Irwin stays in Louisville, writing songs, and painting to pay the rent (“My goal in life is to do less, actually, not more,” she says). Louisville has been kind to Freakwater, one of the few cities that seems instinctively to know what to make of them. “It’s because Louisville is full of perversity, and they love of that sort of thing,” explains Bean.
Audiences in other cities have not been as understanding. Freakwater is regarded as far too twangy for all but the most progressive college/hipster crowds, and for Top 40 country audiences, Freakwater is, of course, out of the question.
Louisville once gave a start to acts such as Slint and Palace; Will Oldham, in fact, can be seen as Freakwater’s only living sonic equivalent. (He also has the distinction, along with Richard Buckner, of being one of the few artists Catherine likes who is still alive.) But the city hasn’t offered up much since. When asked if there is a music scene in Louisville, Irwin says, “I don’t know, there may be. I, um, don’t go outside much. There probably isn’t one. I mean, someone would have told me.”
On “Louisville Lip”, the song that serves as the centerpiece of Springtime, Muhammad Ali throws his gold medal into the river when a restaurant wouldn’t serve him. It is one in an endless string of true events — car wrecks, house fires that kill children — that find their way into Freakwater’s catalog of universal woe. “So far I haven’t had to make up anything in my songs,” Irwin says. “I keep hoping someday awful things will stop happening to me and I’ll have to make things up. But not yet.”
In years past, Freakwater’s schedule — long periods of hibernation followed by short bursts of activity — lent the band’s records a tentative feel. One reason Springtime sounds more assured, Irwin and Bean will tell you, is because the extended legal wrangling with E-Squared which postponed its release gave them more time actually to learn the songs. In years past, Bean and Irwin were able to rehearse together only when time and travel money permitted. Recording sessions were similarly brutish and short. Surprisingly, given its budgetary limitations, Springtime is a clean, decidedly un-lo-fi recording, much more polished than even the Brad Wood-produced Old Paint.
Bean and Irwin debuted several tunes from Springtime at a show in Chicago last winter, where the band has a sturdy fan base. “We never [play] to be more popular,” says Bean. “It’s usually to make money, like, ‘If we do this show, we can pay our insurance next month,’ or whatever.” Freakwater will, with great reluctance, play their first-ever Los Angeles headlining show in their extended history sometime this spring, as well as a few weeks’ worth of roadshows. No one seems to know what happens next. Bean speaks wistfully of getting her teaching certificate and moving her family to Greece for the summer.

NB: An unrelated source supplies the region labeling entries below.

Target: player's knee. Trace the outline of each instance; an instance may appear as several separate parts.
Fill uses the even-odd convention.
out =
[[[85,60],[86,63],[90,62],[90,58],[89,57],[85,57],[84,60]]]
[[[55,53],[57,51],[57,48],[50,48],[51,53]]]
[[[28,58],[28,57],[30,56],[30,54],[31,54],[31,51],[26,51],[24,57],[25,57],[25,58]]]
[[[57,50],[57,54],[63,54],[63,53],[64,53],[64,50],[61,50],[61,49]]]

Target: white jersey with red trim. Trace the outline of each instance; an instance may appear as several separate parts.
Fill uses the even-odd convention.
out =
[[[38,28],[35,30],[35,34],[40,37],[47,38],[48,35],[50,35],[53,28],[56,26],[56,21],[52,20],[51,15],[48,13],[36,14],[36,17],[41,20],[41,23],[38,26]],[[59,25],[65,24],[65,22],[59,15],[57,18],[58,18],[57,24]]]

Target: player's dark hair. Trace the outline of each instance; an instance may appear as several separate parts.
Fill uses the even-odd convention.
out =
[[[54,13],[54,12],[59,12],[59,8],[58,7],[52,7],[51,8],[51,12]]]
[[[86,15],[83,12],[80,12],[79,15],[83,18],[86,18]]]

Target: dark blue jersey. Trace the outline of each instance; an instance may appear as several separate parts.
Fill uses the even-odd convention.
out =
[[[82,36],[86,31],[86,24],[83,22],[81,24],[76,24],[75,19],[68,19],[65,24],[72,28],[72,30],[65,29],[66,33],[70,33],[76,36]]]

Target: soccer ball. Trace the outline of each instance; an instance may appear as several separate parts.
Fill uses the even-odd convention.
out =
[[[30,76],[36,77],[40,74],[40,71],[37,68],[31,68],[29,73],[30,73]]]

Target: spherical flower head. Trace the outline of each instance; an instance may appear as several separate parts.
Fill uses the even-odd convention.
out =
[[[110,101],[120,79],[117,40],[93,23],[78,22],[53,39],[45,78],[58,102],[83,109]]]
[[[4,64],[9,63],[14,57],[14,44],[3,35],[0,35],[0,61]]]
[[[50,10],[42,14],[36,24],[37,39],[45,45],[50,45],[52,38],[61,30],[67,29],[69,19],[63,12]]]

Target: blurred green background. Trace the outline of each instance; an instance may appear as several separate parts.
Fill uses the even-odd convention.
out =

“There’s a certain amount of instability when you’re involved in music. It’s not like you get a 401(k) plan or something,” she says. “You get screwed sometimes, and things turn out great sometimes, and if you love what you’re doing, it doesn’t really matter. I love singing, and I love playing my guitar, but I love doing it in my house just as much. Sometimes I think I need to figure out whether I need to do it beyond that level. Apparently I do. Sometimes I’m just not sure why.”
Allison Stewart is a Los Angeles-bred, Chicago-based freelance writer who specializes in music and politics.